Put all the ingredients into a heavy-bottomed pot, stir well, and bring to a boil over medium-high heat. Reduce the heat to a simmer, cover, and cook over low heat until the rice has absorbed the water, about 15 to 20 minutes. Remove from the heat and let sit, covered, for 5 minutes. Discard the garlic and bay leaf, fluff with a fork, and serve.

Sunday, December 4, 2011

Coconut Rice











Easy Coconut Rice

21 minutes

1/2 tsp. coconut oil, OR vegetable oil
2 cups Thai jasmine-scented white rice (long grain rice like Jasmine is lower glycemic and wont send you into insulin shock like many other short grain and 5 minute varieties)
1 can good-quality coconut milk
1 3/4 cups water

2-3 Tbsp. toasted shredded unsweetened coconut (toast in a dry pan over medium high heat till browned. Remove immediately)
1/2 tsp. salt

1-2 Tbsp. toasted coconut for garnish

Rub oil over the bottom of a deep-sided pot.
Place rice, coconut milk, water, shredded coconut, and salt in the pot and set over medium-high to high heat. Stir occasionally to keep rice from sticking to the bottom of the pot and burning.
Once the coconut-water has begun to gently bubble, stop stirring and reduce heat to low. Cover tightly with a lid and let simmer 20 minutes, or until most of the liquid has been absorbed by the rice.
Replace the lid and turn off the heat, but leave the covered pot on the burner to steam another 5-10 minutes, or until you're ready to eat.

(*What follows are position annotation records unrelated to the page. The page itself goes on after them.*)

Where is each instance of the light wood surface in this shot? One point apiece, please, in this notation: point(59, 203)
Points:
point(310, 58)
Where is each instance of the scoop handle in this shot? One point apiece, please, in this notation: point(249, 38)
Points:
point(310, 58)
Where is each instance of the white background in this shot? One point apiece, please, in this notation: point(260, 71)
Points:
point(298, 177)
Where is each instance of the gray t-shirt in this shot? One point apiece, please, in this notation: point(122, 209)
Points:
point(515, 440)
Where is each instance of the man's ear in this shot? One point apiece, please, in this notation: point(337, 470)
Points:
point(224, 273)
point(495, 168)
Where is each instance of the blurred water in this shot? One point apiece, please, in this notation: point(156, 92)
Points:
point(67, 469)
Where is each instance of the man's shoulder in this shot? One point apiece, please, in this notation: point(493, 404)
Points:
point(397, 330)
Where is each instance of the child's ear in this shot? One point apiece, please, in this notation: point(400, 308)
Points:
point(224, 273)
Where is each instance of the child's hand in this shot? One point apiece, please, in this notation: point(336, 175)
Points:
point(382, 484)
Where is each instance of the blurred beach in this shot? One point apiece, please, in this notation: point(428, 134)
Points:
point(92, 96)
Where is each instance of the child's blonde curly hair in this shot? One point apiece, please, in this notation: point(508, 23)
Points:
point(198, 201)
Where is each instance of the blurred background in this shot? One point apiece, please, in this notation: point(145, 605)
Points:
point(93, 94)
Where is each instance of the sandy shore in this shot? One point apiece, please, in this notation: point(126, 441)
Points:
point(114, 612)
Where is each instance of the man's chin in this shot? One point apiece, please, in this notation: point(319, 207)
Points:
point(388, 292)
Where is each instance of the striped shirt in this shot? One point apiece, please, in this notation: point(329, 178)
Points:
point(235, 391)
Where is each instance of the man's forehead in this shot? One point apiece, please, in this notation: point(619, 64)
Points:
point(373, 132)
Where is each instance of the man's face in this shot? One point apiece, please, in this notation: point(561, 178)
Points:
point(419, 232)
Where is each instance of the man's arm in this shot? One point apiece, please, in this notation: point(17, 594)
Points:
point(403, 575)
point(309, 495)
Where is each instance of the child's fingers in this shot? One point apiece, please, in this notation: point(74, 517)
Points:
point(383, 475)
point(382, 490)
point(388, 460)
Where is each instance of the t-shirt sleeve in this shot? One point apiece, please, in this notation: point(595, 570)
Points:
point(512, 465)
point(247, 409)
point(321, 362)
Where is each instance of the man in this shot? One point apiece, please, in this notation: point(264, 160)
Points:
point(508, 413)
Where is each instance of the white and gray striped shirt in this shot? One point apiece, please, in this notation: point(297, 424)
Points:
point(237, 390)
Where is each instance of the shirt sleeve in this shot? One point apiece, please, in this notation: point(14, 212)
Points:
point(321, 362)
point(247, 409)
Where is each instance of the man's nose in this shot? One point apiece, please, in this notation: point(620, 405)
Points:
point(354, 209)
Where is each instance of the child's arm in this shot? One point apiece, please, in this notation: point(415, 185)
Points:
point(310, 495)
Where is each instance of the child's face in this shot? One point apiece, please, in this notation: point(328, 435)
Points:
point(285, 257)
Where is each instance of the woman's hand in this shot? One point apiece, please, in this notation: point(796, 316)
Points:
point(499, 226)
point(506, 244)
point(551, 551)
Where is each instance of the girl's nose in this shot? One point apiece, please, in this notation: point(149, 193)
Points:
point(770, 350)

When ready to serve, remove the lid and fluff rice with a fork. Taste-test the rice for salt, adding a little more if needed. Serve right out of the pot, or transfer to a serving bowl. This rice is excellent served with a variety of both Thai and Indian dishes, such as curries or seafood recipes. If desired, top your rice with a sprinkling of toasted coconut and ENJOY!

Variation

Carribean Coconut Rice- Add one Cinnamon stick broken in three parts while simmers.  Remove and discard once ready to serve.